Automated schema quality measurement in large-scale information systems

Authors Lisa Ehrlinger
Wolfram Wöß
Editors H. Hacid
Q.Z. Sheng
T. Yoshida
A. Sarkheyli
R. Zhou
Title Automated schema quality measurement in large-scale information systems
Booktitle Data Quality and Trust in Big Data – QUAT 2018 in conjunction with WISE 2018, Revised Selected Papers
Type in book
Publisher Springer
Series Lecture Notes of Computer Science
Volume 11235
ISBN 978-3-030-19142-9
DOI 10.1007/978-3-030-19143-6_2
Month April
Year 2019
Pages 16-31
SCCH ID# 17049

Assessing the quality of information system schemas is crucial, because an unoptimized or erroneous schema design has a strong impact on the quality of the stored data, e.g., it may lead to inconsistencies and anomalies at the data-level.

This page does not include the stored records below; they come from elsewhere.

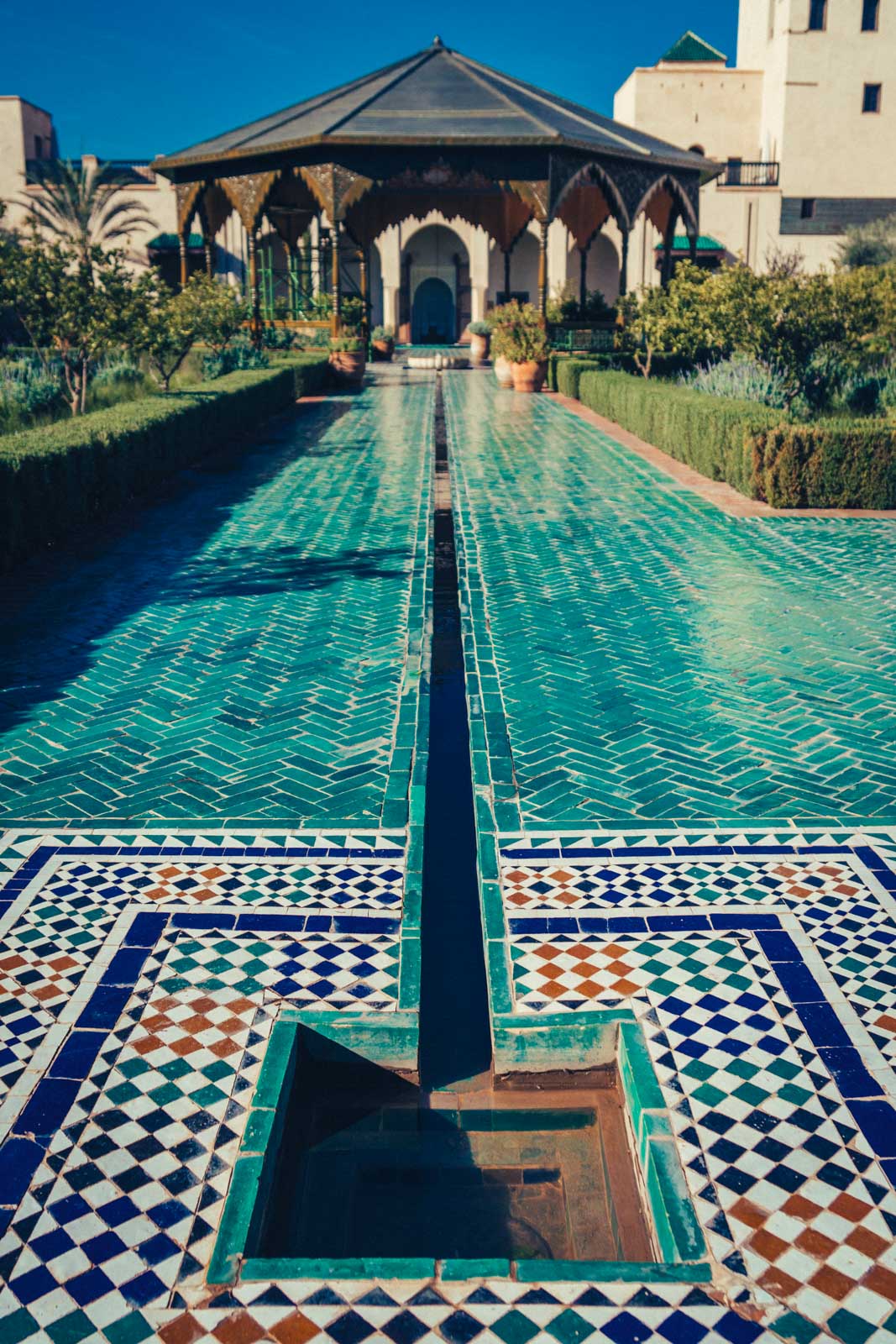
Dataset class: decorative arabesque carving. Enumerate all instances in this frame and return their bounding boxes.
[219,172,278,234]
[298,164,374,223]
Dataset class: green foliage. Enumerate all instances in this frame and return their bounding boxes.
[574,365,896,508]
[837,215,896,270]
[0,354,327,564]
[262,323,298,349]
[681,354,794,410]
[183,274,250,354]
[547,280,616,323]
[622,262,896,395]
[0,234,155,415]
[553,356,602,399]
[203,333,270,381]
[491,300,548,365]
[579,370,780,496]
[0,359,65,434]
[14,159,156,267]
[340,296,364,336]
[753,419,896,508]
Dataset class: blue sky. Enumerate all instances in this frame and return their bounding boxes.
[0,0,737,159]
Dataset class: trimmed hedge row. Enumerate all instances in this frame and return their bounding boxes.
[753,419,896,508]
[579,370,780,499]
[547,349,717,396]
[0,354,327,566]
[567,360,896,508]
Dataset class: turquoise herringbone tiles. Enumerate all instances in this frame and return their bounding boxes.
[0,383,432,827]
[445,374,896,831]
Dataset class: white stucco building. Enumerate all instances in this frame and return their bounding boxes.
[614,0,896,276]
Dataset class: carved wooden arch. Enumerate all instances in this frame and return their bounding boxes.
[195,181,233,242]
[298,164,374,224]
[175,181,206,238]
[219,172,280,234]
[262,170,320,249]
[632,172,700,238]
[553,159,637,235]
[345,186,532,251]
[401,215,470,265]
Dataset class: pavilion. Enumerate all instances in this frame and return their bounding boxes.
[153,38,720,332]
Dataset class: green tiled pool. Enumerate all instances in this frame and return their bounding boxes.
[0,381,432,828]
[445,374,896,832]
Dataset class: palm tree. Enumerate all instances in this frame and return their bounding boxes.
[18,159,156,266]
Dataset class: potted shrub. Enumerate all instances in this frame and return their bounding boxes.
[489,300,520,387]
[469,323,491,368]
[501,304,548,392]
[329,336,367,387]
[371,327,395,360]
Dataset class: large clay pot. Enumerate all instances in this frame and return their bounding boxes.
[329,349,367,387]
[491,354,513,387]
[470,336,489,368]
[511,359,548,392]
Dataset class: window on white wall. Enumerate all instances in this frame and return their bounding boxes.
[862,0,880,32]
[809,0,827,32]
[862,85,881,112]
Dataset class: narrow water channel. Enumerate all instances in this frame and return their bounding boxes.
[419,375,491,1091]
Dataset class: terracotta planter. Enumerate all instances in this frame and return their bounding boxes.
[511,359,548,392]
[491,354,513,387]
[470,336,489,368]
[329,349,367,387]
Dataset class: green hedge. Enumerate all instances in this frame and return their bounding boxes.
[574,360,896,508]
[0,354,327,566]
[547,349,719,396]
[579,371,780,499]
[753,419,896,508]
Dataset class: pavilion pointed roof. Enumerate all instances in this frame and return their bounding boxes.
[155,38,705,176]
[659,29,728,65]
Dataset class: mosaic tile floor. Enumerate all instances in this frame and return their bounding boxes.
[491,831,896,1341]
[0,381,432,828]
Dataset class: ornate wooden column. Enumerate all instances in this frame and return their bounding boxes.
[280,238,296,318]
[538,219,548,318]
[659,208,679,287]
[360,247,371,334]
[246,228,262,348]
[329,219,343,336]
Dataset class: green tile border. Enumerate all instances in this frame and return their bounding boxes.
[207,1010,712,1285]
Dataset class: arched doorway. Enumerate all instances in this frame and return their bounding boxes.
[411,276,454,345]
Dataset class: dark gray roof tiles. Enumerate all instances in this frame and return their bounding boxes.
[157,40,705,170]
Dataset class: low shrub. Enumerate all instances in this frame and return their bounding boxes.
[681,354,795,410]
[0,354,327,566]
[579,370,780,497]
[555,356,605,399]
[203,334,270,381]
[753,419,896,508]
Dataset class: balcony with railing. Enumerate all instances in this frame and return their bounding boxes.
[716,159,780,186]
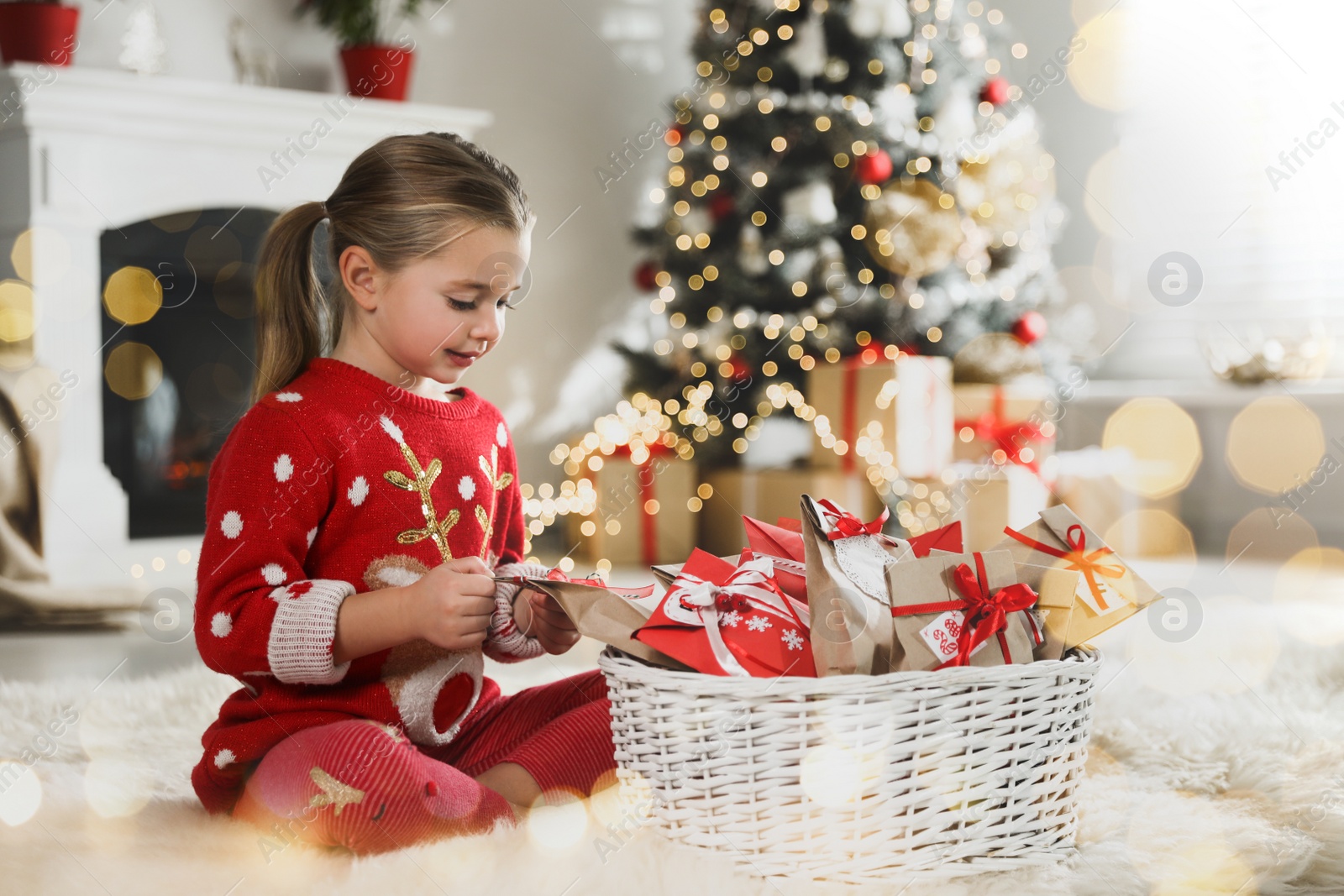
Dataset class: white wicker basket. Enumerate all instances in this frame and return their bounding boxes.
[598,647,1100,884]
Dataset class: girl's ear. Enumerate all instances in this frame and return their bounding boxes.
[336,246,379,312]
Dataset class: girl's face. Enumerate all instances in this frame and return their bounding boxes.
[343,227,533,385]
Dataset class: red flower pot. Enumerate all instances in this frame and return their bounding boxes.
[340,45,415,99]
[0,3,79,65]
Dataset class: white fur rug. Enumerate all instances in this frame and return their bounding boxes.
[0,563,1344,896]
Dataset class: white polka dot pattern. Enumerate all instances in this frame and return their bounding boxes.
[345,475,368,506]
[219,511,244,538]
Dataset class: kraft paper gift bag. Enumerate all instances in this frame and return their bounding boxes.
[507,576,687,669]
[1013,564,1082,659]
[801,495,914,677]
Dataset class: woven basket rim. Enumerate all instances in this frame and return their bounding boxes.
[596,645,1102,697]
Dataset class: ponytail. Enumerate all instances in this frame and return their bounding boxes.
[251,203,341,403]
[253,133,535,403]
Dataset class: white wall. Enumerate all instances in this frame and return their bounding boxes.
[66,0,694,481]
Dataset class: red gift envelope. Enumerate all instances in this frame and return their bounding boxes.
[910,520,963,558]
[634,548,816,679]
[742,516,808,603]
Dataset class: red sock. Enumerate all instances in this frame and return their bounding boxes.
[233,719,513,857]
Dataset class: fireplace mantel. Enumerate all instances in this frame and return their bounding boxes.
[0,65,492,589]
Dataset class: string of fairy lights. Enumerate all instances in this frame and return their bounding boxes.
[522,0,1053,571]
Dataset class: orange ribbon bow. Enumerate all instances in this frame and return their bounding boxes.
[1004,522,1125,612]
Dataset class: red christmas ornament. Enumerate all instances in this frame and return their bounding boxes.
[1012,312,1050,345]
[853,149,891,184]
[979,78,1008,106]
[710,193,737,222]
[634,262,659,293]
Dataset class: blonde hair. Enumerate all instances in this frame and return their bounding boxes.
[253,133,533,401]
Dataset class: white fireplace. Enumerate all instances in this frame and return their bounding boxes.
[0,65,491,591]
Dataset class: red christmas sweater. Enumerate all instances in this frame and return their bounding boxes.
[191,359,542,813]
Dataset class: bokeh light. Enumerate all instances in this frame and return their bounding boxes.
[1226,506,1320,563]
[1131,832,1258,896]
[1227,395,1326,495]
[1084,149,1126,238]
[1274,548,1344,646]
[527,791,589,853]
[1102,398,1203,498]
[102,343,164,401]
[9,227,70,286]
[0,280,36,343]
[0,759,42,827]
[102,265,164,325]
[85,755,155,818]
[801,744,863,807]
[1067,8,1136,112]
[1102,508,1194,571]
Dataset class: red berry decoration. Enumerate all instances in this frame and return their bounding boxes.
[853,149,891,184]
[710,193,737,220]
[634,262,659,293]
[1012,312,1050,345]
[979,78,1008,106]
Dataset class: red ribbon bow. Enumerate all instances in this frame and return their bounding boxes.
[817,500,891,542]
[1004,522,1125,612]
[956,388,1048,475]
[938,552,1037,669]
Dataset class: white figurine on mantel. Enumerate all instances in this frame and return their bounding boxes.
[228,16,280,87]
[117,0,168,76]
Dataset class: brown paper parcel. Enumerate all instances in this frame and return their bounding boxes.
[507,578,690,670]
[1013,564,1086,659]
[995,504,1158,650]
[801,495,916,679]
[887,551,1035,670]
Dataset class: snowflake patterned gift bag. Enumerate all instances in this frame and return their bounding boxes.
[801,495,916,677]
[634,549,816,679]
[887,551,1042,670]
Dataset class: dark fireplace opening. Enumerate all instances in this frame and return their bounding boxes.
[101,208,276,538]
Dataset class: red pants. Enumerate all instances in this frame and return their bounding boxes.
[233,672,616,858]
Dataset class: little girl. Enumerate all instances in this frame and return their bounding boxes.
[192,133,614,851]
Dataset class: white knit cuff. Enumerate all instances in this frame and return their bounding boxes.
[484,563,549,663]
[266,579,354,685]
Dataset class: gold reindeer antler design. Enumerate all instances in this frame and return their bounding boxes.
[379,417,462,563]
[475,445,513,558]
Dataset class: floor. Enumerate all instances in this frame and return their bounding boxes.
[0,558,1278,681]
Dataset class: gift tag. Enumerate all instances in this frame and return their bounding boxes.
[919,610,988,659]
[1074,575,1129,616]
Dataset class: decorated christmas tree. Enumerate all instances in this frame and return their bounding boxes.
[529,0,1067,563]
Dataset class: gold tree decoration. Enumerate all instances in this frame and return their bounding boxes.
[473,445,513,556]
[378,417,462,563]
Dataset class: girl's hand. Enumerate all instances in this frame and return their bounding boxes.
[410,558,495,650]
[513,589,580,654]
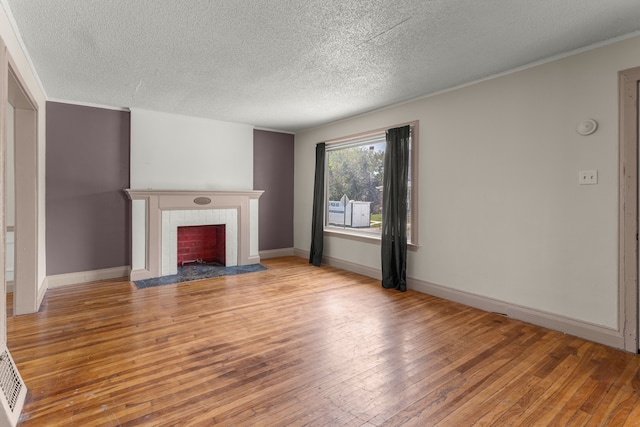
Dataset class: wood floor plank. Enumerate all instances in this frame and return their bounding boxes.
[7,257,640,427]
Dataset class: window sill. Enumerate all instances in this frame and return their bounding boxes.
[324,228,420,252]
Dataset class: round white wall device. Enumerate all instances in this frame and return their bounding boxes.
[576,119,598,135]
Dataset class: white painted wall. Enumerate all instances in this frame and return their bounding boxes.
[294,38,640,328]
[131,109,253,190]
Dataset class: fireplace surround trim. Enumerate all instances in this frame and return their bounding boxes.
[125,189,264,280]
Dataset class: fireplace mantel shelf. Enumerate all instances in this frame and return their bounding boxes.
[124,188,264,200]
[124,189,264,280]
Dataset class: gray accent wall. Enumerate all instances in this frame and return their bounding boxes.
[253,129,294,251]
[46,102,131,276]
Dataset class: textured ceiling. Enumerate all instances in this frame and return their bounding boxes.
[0,0,640,131]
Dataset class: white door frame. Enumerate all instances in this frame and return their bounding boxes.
[618,67,640,353]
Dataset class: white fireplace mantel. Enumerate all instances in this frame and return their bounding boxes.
[125,189,263,280]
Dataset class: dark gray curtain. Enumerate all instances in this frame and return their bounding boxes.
[382,126,411,292]
[309,142,325,267]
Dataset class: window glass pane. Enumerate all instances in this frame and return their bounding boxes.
[325,127,411,242]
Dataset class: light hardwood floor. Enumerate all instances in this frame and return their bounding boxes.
[8,257,640,427]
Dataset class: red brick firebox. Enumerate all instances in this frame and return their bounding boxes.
[178,225,225,266]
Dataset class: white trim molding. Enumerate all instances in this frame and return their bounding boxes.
[260,248,295,259]
[43,265,131,288]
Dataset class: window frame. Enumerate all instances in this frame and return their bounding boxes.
[323,120,420,250]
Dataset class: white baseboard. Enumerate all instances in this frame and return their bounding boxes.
[46,265,131,288]
[260,248,294,259]
[407,278,624,349]
[294,249,624,349]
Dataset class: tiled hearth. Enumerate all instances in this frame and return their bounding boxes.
[125,190,263,281]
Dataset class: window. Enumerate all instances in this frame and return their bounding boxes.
[325,122,418,245]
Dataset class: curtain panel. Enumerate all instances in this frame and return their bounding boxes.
[381,126,411,292]
[309,142,326,267]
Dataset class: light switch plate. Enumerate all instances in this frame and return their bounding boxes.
[578,170,598,185]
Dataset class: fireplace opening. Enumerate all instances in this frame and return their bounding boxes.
[177,224,226,267]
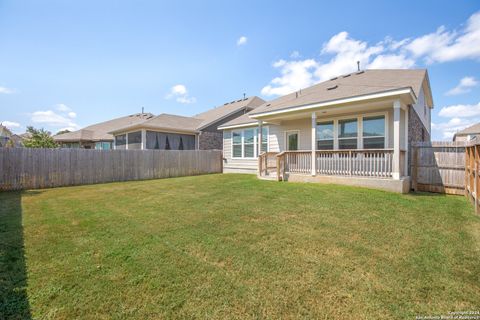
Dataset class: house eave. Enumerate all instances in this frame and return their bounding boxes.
[249,87,417,119]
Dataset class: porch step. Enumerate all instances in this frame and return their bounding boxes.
[258,172,277,181]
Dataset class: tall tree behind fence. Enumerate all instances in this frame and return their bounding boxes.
[411,141,467,195]
[0,148,222,190]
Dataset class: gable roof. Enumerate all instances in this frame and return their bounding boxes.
[455,123,480,136]
[110,113,203,133]
[53,113,153,142]
[250,69,431,116]
[110,96,265,134]
[194,96,266,130]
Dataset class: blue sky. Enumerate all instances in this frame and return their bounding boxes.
[0,0,480,140]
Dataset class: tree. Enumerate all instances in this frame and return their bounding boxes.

Even if the initial schema had an ideal design, changes during the life cycle can negatively affect the schema quality and have to be tackled. Especially in Big Data environments there are two major challenges: large schemas, where manual verification of schema and data quality is very arduous, and the integration of heterogeneous schemas from different data models, whose quality cannot be compared directly. Thus, we present a domain-independent approach for automatically measuring the quality of large and heterogeneous (logical) schemas. In contrast to existing approaches, we provide a fully automatable workflow that also enables regular reassessment. Our implementation allows to measure the quality dimensions correctness, completeness, pertinence, minimality, readability, and normalization.